Le piège d’Internet. La toile. The Network, comme si bien décrit, nous permet de nous exprimer tout en nous dissimulant. Et quoi de mieux pour les prédateurs ? Parler d’art, se dire poète, complimenter par-ci par-là quelques jolies gamines qui, se sentant flattées, répondent le plus naturellement du monde : « Merci, c’est adorable ! » Quoi de plus naturel, dites-moi, que de vouloir être regardée, aimée ? Qu’à 15 comme à 50 ans, se sentir désirable soit un atout pour grandir, une nécessité pour s’accepter ? Alors comment prendre un compliment, un seul, d’une personne de deux fois votre âge, qui vous trouve jolie, intelligente et artiste ? Le prendre en souriant, fière. Mais qu’arrive-t-il derrière ces compliments, pianotés non sans arrière-pensée ?

Aujourd’hui, nous espérons mettre fin aux agissements de pervers, d’apparence doux et adorables, rêveurs et grands enfants, qui derrière leurs claviers nous complimentent.

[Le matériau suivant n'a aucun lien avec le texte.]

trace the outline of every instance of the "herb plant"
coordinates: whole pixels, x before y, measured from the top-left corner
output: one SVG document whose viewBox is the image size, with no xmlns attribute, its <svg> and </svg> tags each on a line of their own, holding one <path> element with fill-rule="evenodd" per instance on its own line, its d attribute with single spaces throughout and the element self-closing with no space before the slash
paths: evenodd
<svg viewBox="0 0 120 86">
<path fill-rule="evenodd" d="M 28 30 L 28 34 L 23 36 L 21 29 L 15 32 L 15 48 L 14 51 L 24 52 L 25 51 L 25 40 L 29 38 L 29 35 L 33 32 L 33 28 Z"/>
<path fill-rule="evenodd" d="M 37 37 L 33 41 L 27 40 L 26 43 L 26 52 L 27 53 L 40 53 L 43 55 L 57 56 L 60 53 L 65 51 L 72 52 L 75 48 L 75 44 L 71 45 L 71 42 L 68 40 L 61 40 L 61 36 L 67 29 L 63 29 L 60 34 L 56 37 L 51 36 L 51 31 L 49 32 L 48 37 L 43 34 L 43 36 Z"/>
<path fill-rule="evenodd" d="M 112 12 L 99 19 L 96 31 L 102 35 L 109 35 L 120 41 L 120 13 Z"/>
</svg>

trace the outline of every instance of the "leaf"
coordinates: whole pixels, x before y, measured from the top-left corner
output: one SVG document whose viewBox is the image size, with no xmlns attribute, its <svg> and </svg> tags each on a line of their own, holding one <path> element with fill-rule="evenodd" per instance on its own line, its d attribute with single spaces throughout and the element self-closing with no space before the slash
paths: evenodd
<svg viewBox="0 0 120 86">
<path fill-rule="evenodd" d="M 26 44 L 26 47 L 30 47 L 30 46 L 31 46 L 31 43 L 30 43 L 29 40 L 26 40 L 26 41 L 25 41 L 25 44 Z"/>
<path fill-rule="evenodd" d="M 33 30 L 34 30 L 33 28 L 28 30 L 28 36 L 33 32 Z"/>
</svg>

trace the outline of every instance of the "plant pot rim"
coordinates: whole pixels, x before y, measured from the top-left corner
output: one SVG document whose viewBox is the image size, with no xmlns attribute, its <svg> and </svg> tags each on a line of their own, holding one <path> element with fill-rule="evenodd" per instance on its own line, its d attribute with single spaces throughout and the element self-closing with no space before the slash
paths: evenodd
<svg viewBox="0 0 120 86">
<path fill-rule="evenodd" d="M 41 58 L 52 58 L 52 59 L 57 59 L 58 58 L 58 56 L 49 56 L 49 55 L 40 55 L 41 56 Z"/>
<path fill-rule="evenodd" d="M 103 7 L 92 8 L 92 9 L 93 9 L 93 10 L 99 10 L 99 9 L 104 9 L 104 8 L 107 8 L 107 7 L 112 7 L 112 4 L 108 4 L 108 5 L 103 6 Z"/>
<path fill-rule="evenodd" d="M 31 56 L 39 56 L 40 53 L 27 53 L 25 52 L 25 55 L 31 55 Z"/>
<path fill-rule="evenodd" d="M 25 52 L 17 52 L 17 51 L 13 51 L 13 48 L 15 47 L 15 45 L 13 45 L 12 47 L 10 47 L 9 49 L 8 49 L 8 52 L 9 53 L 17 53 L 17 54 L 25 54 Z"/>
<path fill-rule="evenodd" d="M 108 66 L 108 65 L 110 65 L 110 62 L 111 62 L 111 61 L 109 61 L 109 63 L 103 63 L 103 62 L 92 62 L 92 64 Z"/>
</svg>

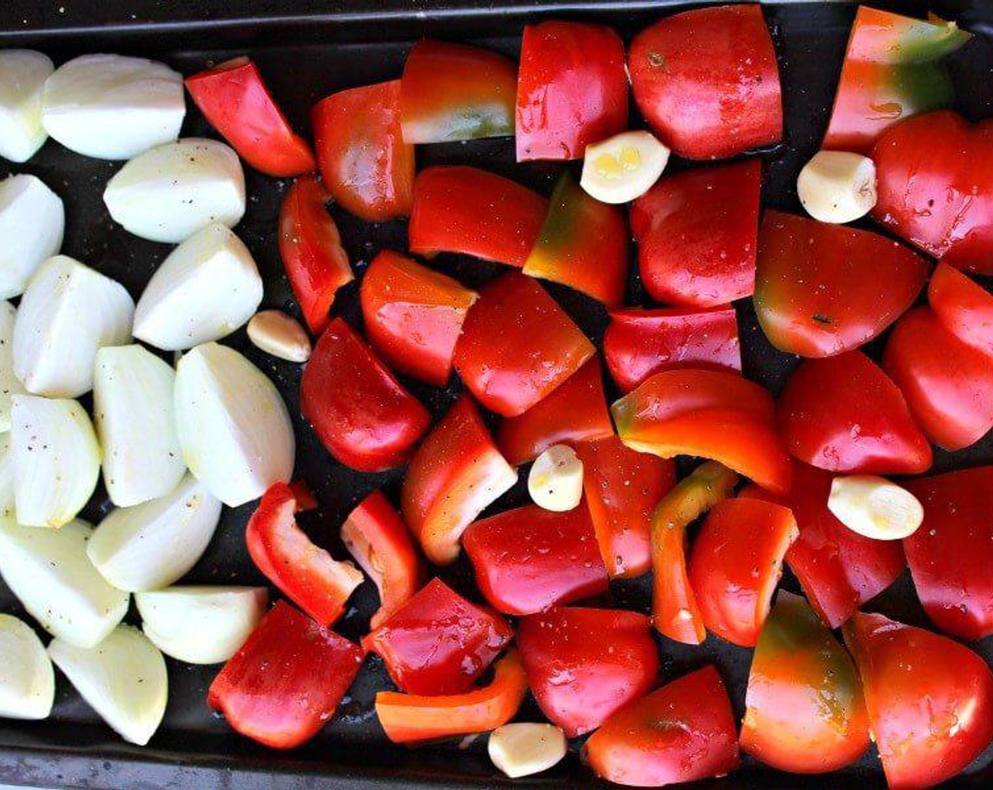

C’est un message, puis deux, puis trois, puis de longues conversations. Nous banalisons. Les mots doux d’un homme de 28 ans ? Nous rions nerveusement derrière nos écrans, non sans nous inquiéter quelque peu. Mais à quoi bon ? Nous sommes protégées par ce même écran. Aujourd’hui, je parle au nom de ces filles, adolescentes entre 14 et 18 ans, qui ont été les victimes d’un certain poète twitterien, âgé de 28 ans. Il a envoyé des propositions sexuelles, parlé de mariage, d’amour fou, de liens cosmiques comme à la plupart d’entre nous. Les unes après les autres, il nous faisait imaginer le plus bel amour qui soit. J’ai eu la chance de me réveiller plus tôt que certaines et d’avoir mis fin à ce petit jeu malsain. Mais comment réagir lorsque cet adulte, suite à nos messages inquiets et lui ordonnant d’arrêter de nous parler, nous parle alors de se suicider ? Nous dit que nous sommes LA fille de sa vie, et que sans nous la vie perd tout son charme ? Nous l’avons bloqué, sur tous les réseaux sociaux, et deux jours plus tard, j’ai reçu un mail. De sa part. Cet homme avait été jusqu’au fin fond de mon blog pêcher mon adresse mail. Ce mail était tendre, poétique. Mais j’ai préféré vomir dessus que de reprendre contact avec un fou furieux pédophile. En lisant ceci, il s’en ira dire que jamais, à son grand dam, jamais son intention n’a été de nous séduire. Alors que dire devant la preuve accablante d’un screenshot qu’une gamine de 15 ans a effectué, où l’énergumène lui disait clairement vouloir « se remuer dans elle » et « la faire venir à Paris pour une folle nuit » où « il lui ferait du bien » ? ! Où il lui propose « de lui faire l’amour »… QUE DIRE ? ! Sous la couverture d’un gentil artiste encore enfant, l’homme nous propose des relations sexuelles. Suis-je obligée de rappeler qu’entre les 15 ans de cette jeune fille et ses 28 ans subsistent 13 ans d’écart ?

Contre le harcèlement, contre ce sentiment de culpabilité qui pèse aujourd’hui sur nous, jeunes filles mineures, après avoir reçu des menaces de suicide de sa part lorsque nous le rejetions, je dis NON. NON au harcèlement sur le web, OUI à l’acceptation de ses conséquences, NON à la banalisation de la drague d’un adulte responsable sur de jeunes mineures, NON à la liberté de ces individus qui, conscients de leurs charmes, en usent pour provoquer des rencontres réelles et abuser de ces jeunes filles. Aujourd’hui, toute trace de remords a disparu. Parce qu’aujourd’hui, nous avons évité à un prédateur de faire sa première victime. Et j’en suis fière, car malgré les insultes et les « vous n’avez pas été violées », nous avons évité un « je n’ai pas pu l’en empêcher ».